Inquérito iliba polícia norte-americano que matou manifestante na invasão ao Capitólio

Investigação determinou que o agente agiu legalmente e de acordo com a política do departamento.

Foi ilibado, esta segunda-feira, o polícia norte-americano que matou uma mulher durante a invasão do Capitólio por apoiantes de Donald Trump, a 6 de janeiro. De acordo com uma investigação interna da Polícia do Capitólio, o agente agiu de acordo com as regras.

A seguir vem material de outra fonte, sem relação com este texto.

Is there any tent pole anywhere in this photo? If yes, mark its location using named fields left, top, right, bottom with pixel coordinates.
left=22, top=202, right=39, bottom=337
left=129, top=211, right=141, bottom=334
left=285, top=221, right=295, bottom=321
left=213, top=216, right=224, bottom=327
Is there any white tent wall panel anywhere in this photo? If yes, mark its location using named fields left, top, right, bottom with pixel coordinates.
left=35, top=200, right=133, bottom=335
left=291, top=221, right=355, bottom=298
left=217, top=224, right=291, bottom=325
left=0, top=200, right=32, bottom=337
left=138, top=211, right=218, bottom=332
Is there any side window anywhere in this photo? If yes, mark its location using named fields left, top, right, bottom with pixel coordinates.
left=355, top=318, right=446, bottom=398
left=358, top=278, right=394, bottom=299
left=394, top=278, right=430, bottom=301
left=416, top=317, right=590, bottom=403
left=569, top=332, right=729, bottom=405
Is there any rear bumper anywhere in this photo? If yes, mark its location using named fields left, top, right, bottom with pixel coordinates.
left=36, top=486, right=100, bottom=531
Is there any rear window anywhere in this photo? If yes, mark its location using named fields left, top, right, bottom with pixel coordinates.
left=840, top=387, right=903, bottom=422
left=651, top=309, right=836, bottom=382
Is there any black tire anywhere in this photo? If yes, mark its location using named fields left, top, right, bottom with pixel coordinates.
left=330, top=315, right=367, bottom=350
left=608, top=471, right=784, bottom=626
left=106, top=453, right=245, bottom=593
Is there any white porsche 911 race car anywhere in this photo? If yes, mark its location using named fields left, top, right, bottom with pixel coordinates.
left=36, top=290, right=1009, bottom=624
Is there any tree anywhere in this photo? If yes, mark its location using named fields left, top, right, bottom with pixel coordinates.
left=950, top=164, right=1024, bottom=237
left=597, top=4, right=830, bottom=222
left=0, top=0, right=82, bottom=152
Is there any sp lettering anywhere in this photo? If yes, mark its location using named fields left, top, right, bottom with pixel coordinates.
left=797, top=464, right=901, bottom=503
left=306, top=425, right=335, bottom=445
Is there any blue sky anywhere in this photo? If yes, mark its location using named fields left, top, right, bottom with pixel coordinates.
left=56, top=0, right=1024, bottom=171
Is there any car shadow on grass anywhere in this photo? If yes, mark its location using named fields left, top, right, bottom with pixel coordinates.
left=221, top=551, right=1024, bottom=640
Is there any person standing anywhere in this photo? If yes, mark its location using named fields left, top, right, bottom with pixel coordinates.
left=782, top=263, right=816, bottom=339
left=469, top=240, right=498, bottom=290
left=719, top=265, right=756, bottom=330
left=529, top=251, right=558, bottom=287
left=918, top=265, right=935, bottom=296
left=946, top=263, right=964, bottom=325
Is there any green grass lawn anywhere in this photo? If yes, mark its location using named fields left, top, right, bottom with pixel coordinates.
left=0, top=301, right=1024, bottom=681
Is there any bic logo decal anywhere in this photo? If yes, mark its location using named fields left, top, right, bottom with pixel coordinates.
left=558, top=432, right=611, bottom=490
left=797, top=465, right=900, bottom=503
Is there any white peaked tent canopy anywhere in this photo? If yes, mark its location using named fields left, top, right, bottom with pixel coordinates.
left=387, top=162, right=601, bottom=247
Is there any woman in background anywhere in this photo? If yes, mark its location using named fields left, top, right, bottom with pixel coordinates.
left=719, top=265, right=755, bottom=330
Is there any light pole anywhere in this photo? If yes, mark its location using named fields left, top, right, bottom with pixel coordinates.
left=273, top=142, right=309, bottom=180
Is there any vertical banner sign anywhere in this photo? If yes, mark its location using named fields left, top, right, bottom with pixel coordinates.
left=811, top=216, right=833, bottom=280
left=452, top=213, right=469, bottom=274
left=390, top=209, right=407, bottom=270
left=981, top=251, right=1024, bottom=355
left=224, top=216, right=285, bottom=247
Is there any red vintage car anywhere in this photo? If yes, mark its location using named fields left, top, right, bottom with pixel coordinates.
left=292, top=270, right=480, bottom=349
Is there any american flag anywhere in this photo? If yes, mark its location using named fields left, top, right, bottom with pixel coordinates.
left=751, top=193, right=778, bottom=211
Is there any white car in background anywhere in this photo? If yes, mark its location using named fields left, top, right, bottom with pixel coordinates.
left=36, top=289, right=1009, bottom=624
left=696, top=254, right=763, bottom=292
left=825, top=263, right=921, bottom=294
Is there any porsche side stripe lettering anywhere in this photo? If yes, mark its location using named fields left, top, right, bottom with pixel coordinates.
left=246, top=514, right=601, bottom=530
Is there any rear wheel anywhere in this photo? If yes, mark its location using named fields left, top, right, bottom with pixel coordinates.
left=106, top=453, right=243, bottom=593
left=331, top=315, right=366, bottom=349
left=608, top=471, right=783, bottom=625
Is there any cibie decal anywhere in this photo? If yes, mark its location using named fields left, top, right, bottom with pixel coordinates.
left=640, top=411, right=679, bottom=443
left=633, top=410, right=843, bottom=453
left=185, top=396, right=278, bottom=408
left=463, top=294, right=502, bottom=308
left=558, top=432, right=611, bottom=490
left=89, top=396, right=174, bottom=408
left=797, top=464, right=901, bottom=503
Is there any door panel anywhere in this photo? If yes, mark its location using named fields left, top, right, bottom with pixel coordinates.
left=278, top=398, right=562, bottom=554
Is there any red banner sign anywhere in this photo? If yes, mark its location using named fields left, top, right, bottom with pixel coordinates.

O polícia, que não foi identificado por razões de segurança, alvejou a manifestante Ashli Babbit, uma veterana da força aérea de 35 anos e apoiante de Trump de San Diego, Califórnia, que viajou até à capital para protestar contra a vitória do democrata Joe Biden.

O inquérito determinou que o comportamento do agente foi legal e de acordo com a política do departamento de que um oficial pode usar a força letal quando acredita que a ação tem como objetivo proteger a vida humana, incluindo a sua própria.

Segundo um comunicado, citado pela AFP, o polícia não estará sujeito a medidas disciplinares internas. O agente e a sua família receberam "várias ameaças" devido a uma situação que ocorreu "no âmbito do trabalho de todos os agentes: a defesa do Capitólio, dos seus membros, do seu pessoal e do processo democrático".

As ações do polícia em causa "potencialmente salvaram membros (do Capitólio) e funcionários de ferimentos graves e eventual morte" perante "uma grande multidão de manifestantes".

Para muitos apoiantes de Trump, Babbitt é um mártir. Donald Trump descreveu a morte da manifestante como um "assassinato". "Falei com a mãe maravilhosa e marido dedicado de Ashli Babbitt, que foi assassinada nas mãos de alguém que nunca deveria ter puxado o gatilho da sua arma", afirmou Trump, num comunicado a 11 de agosto.

Centenas de manifestantes pró-Trump invadiram o Capitólio a 6 de janeiro para tentar impedir a vitória de Biden. Desde então, quase 600 pessoas foram presas pelo seu papel no ataque mortal.